You can configure a secure slave using SSH so that master is granted a restricted access. With Red Hat Storage, you need not specify configuration parameters regarding the slave on the master-side configuration. For example, the master does not require the location of the rsync program on slave but the slave must ensure that rsync is in the PATH of the user which the master connects using SSH. The only information that master and slave have to negotiate are the slave-side user account, slave's resources that master uses as slave resources, and the master's public key. Secure access to the slave can be established using the following options:
  • Using unprivileged Red Hat Storage Over SSH
  • Using IP based access control
Backward Compatibility
Your existing Geo-replication environment will work with Red Hat Storage, except for the following:
  • The process of secure reconfiguration affects only the glusterFS instance on slave.
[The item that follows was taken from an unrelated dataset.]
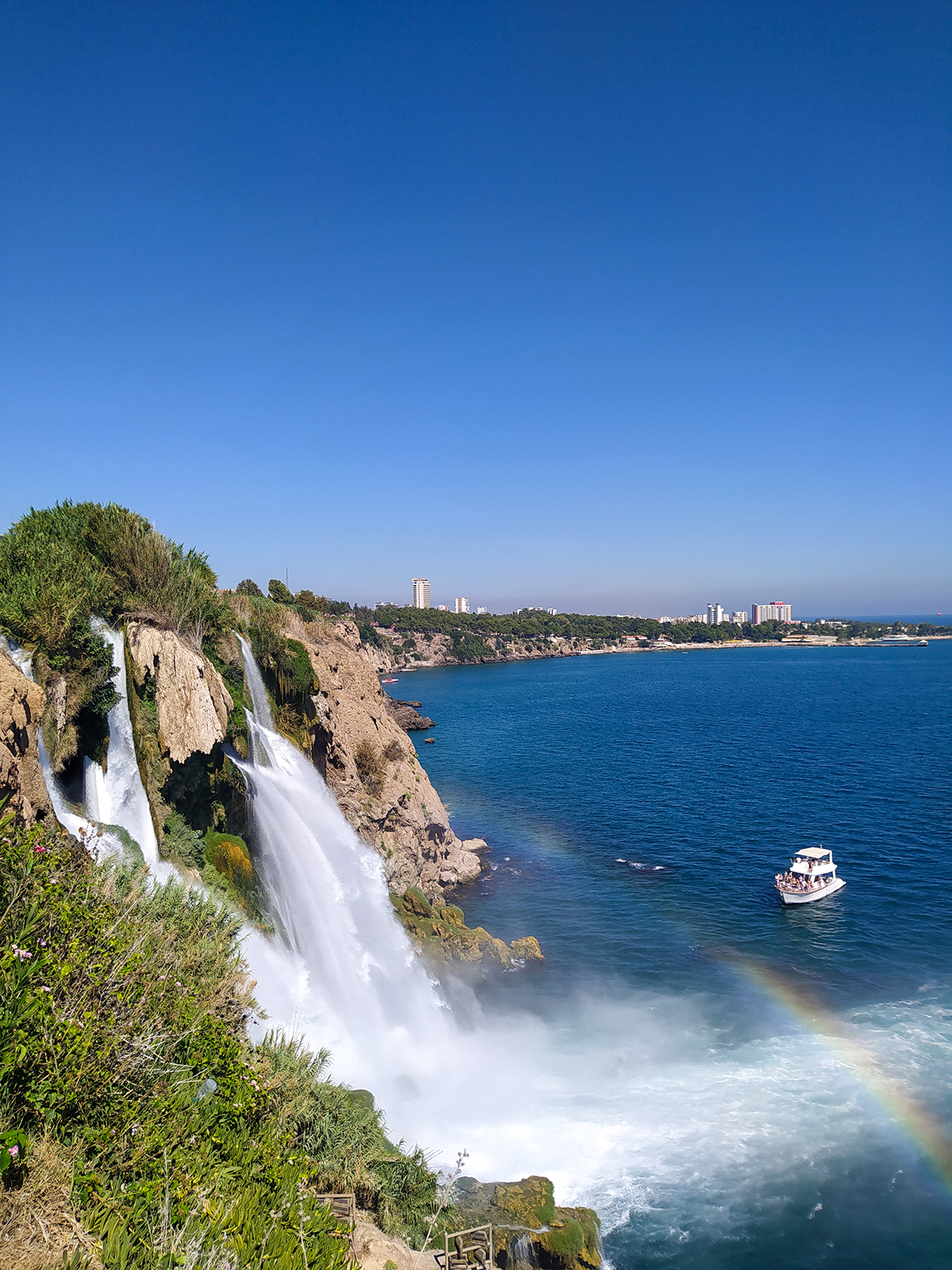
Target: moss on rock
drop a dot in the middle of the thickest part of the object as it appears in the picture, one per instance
(444, 937)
The changes are transparent to master with the exception that you may have to change the SSH target to an unprivileged account on slave.
  • The following are the some exceptions where this might not work:
    • Geo-replication URLs which specify the slave resource when configuring master will include the following special characters: space, *, ?, [;
    • Slave must have a running instance of glusterd, even if there is no Red Hat Storage volume among the mounted slave resources (that is, file tree slaves are used exclusively) . Unprivileged Red Hat Storage Slave over SSH

Geo-replication supports access to Red Hat Storage slaves through SSH using an unprivileged account (user account with non-zero uid). This method is recommended as it is more secure and it reduces the master's capabilities over slave to the minimum. This feature relies on mountbroker, an internal service of glusterd which manages the mounts for unprivileged slave accounts. You must perform additional steps to configure glusterd with the appropriate mountbroker's access control directives. The following example demonstrates this process:
To setup an auxiliary glusterFS mount for the unprivileged account:
  1. Create a new group. For example, geogroup.
  2. Create a unprivileged account. For example, geoaccount. Make it a member of geogroup.
  3. Create a new directory owned by root and with permissions 0711. Ensure that the location where this directory is created is writable only by root but geoaccount is able to access it. For example, create a mountbroker-root directory at /var/mountbroker-root.
  4. Add the following options to the glusterd volfile, assuming the name of the slave Red Hat Storage volume as slavevol:
    option mountbroker-root /var/mountbroker-root
    option mountbroker-geo-replication.geoaccount slavevol option geo-replication-log-group geogroup
    If you are unable to locate the glusterd volfile at /var/lib/glusterfs/glusterd.vol, you can create a volfile containing both the default configuration and the above options and place it at /var/lib/glusterfs/.
    A sample glusterd volfile along with default options:
    volume management
        type mgmt/glusterd
        option working-directory /var/lib/glusterd
        option transport-type socket,rdma
        option transport.socket.keepalive-time 10
        option transport.socket.keepalive-interval 2
        option transport.socket.read-fail-log off
        option mountbroker-root /var/mountbroker-root 
        option mountbroker-geo-replication.geoaccount slavevol
        option geo-replication-log-group geogroup
    If you host multiple slave volumes on Slave, you can repeat step 2. for each of them and add the following options to the volfile:
    option mountbroker-geo-replication.geoaccount2 slavevol2
    option mountbroker-geo-replication.geoaccount3 slavevol3
  5. Setup Master to access Slave as geoaccount@Slave.
    You can add multiple slave volumes within the same account (geoaccount) by providing comma-separated list (without spaces) as the argument of mountbroker-geo-replication.geogroup. You can also have multiple options of the form mountbroker-geo-replication.*. It is recommended to use one service account per Master machine. For example, if there are multiple slave volumes on Slave for the master machines Master1, Master2, and Master3, then create a dedicated service user on Slave for them by repeating Step 2. for each (like geogroup1, geogroup2, and geogroup3), and then add the following corresponding options to the volfile:
    option mountbroker-geo-replication.geoaccount1 slavevol11,slavevol12,slavevol13
    option mountbroker-geo-replication.geoaccount2 slavevol21,slavevol22
    option mountbroker-geo-replication.geoaccount3 slavevol31
    Now set up Master1 to ssh to geoaccount1@Slave, etc.
    You must restart glusterd after making changes in the configuration to effect the updates.